Each bar in our plot contains all the cases reported on that specific day, we can easily add information to these bars by dividing them according to an addtional categorical variable. For example, say we would like to know to what age groups do the cases reported on each day belong to. 

**Q8** Use the code above to add one more aesthetic mapping to your bar geometry by assigning the variable Age_Range to fill.

**Q9** Try to take a close look, do you see a difference in age composition between the first and second wave in lower merion?

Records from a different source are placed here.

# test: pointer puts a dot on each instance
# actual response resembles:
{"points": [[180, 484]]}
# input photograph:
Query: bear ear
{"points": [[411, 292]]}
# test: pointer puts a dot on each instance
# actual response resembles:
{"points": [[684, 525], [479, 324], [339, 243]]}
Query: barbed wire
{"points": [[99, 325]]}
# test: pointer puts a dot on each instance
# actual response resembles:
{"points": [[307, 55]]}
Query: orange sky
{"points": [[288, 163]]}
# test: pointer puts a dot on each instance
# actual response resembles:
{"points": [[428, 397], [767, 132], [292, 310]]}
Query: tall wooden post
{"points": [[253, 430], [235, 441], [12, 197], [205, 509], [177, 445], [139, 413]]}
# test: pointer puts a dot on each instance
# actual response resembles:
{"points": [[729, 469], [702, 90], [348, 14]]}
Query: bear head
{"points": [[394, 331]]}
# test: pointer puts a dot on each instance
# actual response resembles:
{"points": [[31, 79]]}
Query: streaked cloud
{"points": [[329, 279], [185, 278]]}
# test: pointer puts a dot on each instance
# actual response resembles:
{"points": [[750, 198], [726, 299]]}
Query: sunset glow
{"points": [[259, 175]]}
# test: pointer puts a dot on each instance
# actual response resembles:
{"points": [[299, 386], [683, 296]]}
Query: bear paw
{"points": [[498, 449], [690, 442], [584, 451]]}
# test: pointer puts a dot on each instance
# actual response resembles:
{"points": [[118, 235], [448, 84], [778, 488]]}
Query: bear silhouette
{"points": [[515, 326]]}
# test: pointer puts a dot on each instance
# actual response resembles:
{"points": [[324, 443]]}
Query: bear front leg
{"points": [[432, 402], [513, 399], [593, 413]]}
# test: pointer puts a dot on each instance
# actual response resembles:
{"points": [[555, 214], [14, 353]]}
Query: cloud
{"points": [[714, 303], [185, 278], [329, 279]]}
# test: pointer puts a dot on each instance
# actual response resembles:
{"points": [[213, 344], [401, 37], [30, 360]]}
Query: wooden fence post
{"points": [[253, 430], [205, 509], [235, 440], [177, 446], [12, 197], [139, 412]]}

Last, we all know that there is a strong relationship between age and outcome of Sars-CoV2 infection, let's check if this is reflected in the data. In the original dataset from montoco (data) there is a column called "Hospitalized" which contains some outcome data. 

Use the code below to make a density plot of the age distribution for the different outcomes.

In [None]:
ggplot(data) + geom_density(aes(x=Age,fill=Hospitalized))

This is nice but it is a but hard to see the distribution of cases that were not hospitalized, we can add a parameter to the geom which will make the fill semi-transparent (use google). 

**Q10** Add this to the plot above, did you just an aesthetic mapping?

# Homework

For the last part we will look at the rate of vaccination acccross different US states.

Load the data from the file 'us-daily-covid-vaccine-doses-administered.csv', it contains the number of reported shots per day for each US state. Start by plotting the number of shots per day over time for your four favorite states. 

Do a back-of-the-envelope calculation, assuming a the current rate (say mean rate of the last 7 days) at what point will these staes reach herd immunity (~75%)?